Sear the shrimp: Add shrimp in a single layer and cook 1–2 minutes per side until just opaque.
Remove to a plate. Do not overcook.
Sauté aromatics: Lower heat to medium. Add another teaspoon of olive oil if needed, then add onion and bell peppers.
Cook 4–5 minutes until softened and lightly browned.
Build flavor: Stir in garlic, crushed red pepper, and remaining oregano. Cook 30 seconds until fragrant.
Add tomatoes and olives: Toss in the tomatoes, olives, and capers. Cook 3–4 minutes until the tomatoes start to burst and release their juices.

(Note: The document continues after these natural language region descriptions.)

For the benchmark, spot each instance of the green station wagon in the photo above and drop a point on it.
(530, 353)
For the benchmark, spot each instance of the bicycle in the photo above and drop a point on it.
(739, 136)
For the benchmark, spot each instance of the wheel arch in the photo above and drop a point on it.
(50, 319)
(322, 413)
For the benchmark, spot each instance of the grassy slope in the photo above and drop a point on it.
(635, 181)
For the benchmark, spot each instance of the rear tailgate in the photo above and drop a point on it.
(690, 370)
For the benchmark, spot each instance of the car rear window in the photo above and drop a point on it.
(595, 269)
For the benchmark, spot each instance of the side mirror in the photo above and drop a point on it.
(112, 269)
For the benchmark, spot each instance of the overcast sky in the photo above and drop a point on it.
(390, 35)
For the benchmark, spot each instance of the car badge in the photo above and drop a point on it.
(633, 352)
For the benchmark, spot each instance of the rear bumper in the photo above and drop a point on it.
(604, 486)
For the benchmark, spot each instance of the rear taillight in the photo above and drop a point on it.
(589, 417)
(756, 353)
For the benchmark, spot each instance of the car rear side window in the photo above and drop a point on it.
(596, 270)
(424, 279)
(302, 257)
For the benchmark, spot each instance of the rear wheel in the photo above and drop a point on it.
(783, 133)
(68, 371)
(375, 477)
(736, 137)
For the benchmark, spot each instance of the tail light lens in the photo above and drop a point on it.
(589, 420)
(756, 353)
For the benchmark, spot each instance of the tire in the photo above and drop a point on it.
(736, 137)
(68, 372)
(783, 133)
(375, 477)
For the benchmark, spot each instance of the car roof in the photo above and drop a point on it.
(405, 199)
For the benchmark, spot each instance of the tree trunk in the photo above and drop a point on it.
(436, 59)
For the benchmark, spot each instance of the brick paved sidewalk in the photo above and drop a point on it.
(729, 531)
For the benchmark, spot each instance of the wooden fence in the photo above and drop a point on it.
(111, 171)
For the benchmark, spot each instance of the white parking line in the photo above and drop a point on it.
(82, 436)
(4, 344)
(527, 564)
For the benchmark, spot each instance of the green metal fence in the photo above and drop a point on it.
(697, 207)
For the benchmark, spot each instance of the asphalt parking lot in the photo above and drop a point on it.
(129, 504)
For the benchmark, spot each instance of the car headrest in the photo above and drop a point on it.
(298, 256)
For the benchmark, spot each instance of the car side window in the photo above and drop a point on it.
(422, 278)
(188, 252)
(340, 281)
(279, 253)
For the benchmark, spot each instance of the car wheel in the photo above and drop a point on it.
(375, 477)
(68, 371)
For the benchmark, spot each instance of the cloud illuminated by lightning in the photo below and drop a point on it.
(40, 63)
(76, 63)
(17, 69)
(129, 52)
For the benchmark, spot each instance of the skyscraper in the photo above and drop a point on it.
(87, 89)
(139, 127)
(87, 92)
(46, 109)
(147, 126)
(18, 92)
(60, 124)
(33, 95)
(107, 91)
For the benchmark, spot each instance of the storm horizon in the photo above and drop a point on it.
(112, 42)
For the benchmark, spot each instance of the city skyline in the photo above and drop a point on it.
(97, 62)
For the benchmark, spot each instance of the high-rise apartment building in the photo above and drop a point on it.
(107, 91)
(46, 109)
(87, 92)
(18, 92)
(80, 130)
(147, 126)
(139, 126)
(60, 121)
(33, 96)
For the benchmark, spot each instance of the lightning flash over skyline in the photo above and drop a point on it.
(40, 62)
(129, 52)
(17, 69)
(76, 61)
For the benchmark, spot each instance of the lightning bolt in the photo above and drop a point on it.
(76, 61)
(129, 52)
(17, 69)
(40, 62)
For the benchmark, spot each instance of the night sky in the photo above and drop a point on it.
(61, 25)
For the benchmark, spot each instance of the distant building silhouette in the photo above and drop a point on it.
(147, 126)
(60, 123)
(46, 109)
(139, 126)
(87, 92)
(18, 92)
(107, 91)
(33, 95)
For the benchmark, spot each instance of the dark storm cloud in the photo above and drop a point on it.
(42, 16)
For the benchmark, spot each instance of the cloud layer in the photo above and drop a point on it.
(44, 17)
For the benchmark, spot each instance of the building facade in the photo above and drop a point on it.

Wilt the greens: Add the spinach and stir until just wilted, about 1 minute.
Finish with citrus: Return shrimp to the pan with any juices.
Add lemon zest and juice. Toss gently and cook 1 more minute to warm through. Adjust salt and pepper.
Garnish and serve: Sprinkle with parsley and feta if using.
Serve as is, or over cauliflower rice, zoodles, or a small scoop of quinoa.